Tying knots in short pieces of feather fibre is difficult, so don’t beat yourself up if you end up with bits of knotless feather on the floor, and a foul temper. That would be entirely normal, and part of the process. In fact, if I haven’t tied these in a while, I forget all my own learning and do the same for a good 20 minutes before the synapses fire, and I remember this method:
Choose your fibres.
2 fibres normally does it (if you were tying a single fibre, it is easier to do, and you could dispense with the hackle pliers as shown in the steps below. Hans Weilenmann does an excellent You Tube video on single fibre legs):
Now make a simple loop in the fibres. Just a loop. Don’t try to tie a knot yet:
Now use a small pair of hackle pliers. Insert them through the loop you have made, and once through, open the jaws to grab the thick ends of the fibres:
Now pull these gently back through. I usually twist/swivel the end of the pliers downwards and through the loop towards me:
Now, don’t pull the knot tight at all. Just pinch the whole loose knot and end of the hackle pliers between thumb and forefinger of one hand, to keep it all together. This frees the other hand to reach for a second pair of hackle pliers.
The second pair of pliers are fastened to the fine ends of fibre, just peeking out from your pinch.
The most important thing here is to position the second pliers (the left hand ones in the picture above), just below where you want the knot to be. So on a big fly, they will be positioned quite far up.
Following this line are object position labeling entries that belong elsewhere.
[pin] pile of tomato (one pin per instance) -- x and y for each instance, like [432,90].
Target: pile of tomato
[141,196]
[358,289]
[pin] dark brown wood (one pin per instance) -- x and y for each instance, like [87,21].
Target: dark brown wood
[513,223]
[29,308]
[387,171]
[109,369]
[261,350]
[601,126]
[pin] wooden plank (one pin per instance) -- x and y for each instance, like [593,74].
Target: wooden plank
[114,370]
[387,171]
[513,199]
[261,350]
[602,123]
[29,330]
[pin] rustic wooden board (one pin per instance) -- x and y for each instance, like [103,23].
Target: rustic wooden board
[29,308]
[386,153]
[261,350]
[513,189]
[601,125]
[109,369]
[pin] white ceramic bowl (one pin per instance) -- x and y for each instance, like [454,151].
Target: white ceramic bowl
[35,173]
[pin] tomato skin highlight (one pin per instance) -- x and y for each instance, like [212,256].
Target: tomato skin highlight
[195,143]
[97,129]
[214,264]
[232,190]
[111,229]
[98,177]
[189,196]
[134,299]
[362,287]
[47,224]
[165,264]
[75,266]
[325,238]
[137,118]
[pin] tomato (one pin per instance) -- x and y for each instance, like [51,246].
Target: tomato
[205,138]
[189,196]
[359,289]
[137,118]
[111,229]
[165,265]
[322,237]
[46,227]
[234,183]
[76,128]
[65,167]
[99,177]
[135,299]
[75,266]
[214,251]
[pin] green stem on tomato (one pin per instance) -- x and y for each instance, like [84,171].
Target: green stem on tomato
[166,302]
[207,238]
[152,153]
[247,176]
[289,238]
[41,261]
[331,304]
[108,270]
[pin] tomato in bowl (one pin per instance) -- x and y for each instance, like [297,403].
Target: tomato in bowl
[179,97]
On a small fly, they will be right down close to the tips.
(If you are tying a large daddy-long-legs, for example, and the position of the knee is less important, again you can do these by hand, and in fact there is an excellent you tube video by Erlends Stankelbein demonstrating these legs too. )
Now, being careful not to pull the two opposite ends apart (which would tighten the knot prematurely), take both pliers in one hand, with the fine ends (second pair of pliers) below the other end.
Using gravity, a little shaking or stroking, ease the loose knot down.
When the open knot arrives at the lower pliers:
you can pull tight.
(gently does it)
now make a few more
Then smear a little UV glue on your finger, and pull the fibres through it, to mop it all up
Then place is a clothes peg, taking care to ensure they are not touching one another, and expose them to the UV torch, to cure the glue:
Pheasant tail fibre is notoriously frail. Have you ever noticed how the tails of your pheasant tail nymphs break off?
This is why I use UV glue. I use it a little reluctantly, because one sacrifices movement, and in fact sometimes I don’t use it at all for that reason.
Either way, I hope the knot tying tips help you make some legs for your flies.
Got it Andrew thanks, I’d given up fumbling with these!
thanks Andrew, I never managed to grasp this trick before but now you’ve made as clear as a gin clear stream. I do remember seeing a tool advertised in an UK catalogue for a pheasant tail knotting tool. Often wondered if it would be worth getting one.
That tool sounds interesting Roy…must have a look.
Horrors…not really. What I once couldn’t do you made easy enough. Thanks!
a pleasure: glad to be of help.
Using a crochet hook instead of the hackle pliers allows easier access and requires a smaller loop than the pliers, particularly useful if the feather fibres aren’t that long. I used to use the pliers, now I use the hook. That is when I am feeling pedantic enough to knot the legs in the first place.
Tim, I must try that. I was in a fishing shop last week and with time to spare wandered round. Spotted two interesting “tools” in the carp section. They are made by Loomis and Franklin and are labeled “Carp bollie stik needles”. They looked good for use in attaching strike indicatort as per the new NZ system so I picked up one of each to try. Reading your comment made me realise there may be more than one use for them. Another tool may be one I recall seeing in a UK mag as a leg knotting tool. I’ll see if I can find it.
Thanks Roy, there is as they say “more than one way to skin an cat”..
Good idea. Thanks Tim.
Excellent technique – thanks Andrew and also to Tim!